A research study shows that at least 61 law enforcement officers in the United States have been shot and killed on duty so far this year, underscoring growing anti-police sentiment across the country over police violence against civilians.
The fatality rate was published by the National Law Enforcement Officers Memorial Fund on Friday, showing a 48 percent increase in comparison with 2015, when firearms were linked to 41 police deaths across the US.
Last weekend, four officers were targeted while conducting routine traffic stops in three US states of Texas, Florida and Missouri.
Earlier this month, two police officers were fatally shot in ambush-style attacks in Iowa.
Earlier this year, five officers in Dallas, Texas, and three officers in Baton Rouge, Louisiana, were fatally shot after police killed two black men in separate incidents.
The latest attacks against police happened at a time when anti-police sentiment is high across the US due to a surge of unjustified killings of unarmed African Americans and other minorities over the past several years.
The use of excessive force by police has become the focus of national debate in America, particularly over high-profile killings of African-Americans by mainly white officers.

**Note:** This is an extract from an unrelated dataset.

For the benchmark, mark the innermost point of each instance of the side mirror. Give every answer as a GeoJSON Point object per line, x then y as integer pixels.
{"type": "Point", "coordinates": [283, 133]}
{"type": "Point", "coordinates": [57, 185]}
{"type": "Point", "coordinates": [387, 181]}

Over 55,000 people in the United States were either killed or wounded by police in 2012 alone, according to a new study by the Pacific Institute for Research and Evaluation in Maryland.
The study found that blacks, Hispanics and Native Americans are more likely to get arrested by police compared to white and Asian people.
In a separate report by the US Centers for Disease Control and Prevention (CDC), statistics show that firearms kill more than 33,000 people in the US every year, a number that includes accidental discharge, murder and suicides.
Today, it is estimated that there are between 270 million and 300 million guns in the US, about one per person, according to the New York Daily News.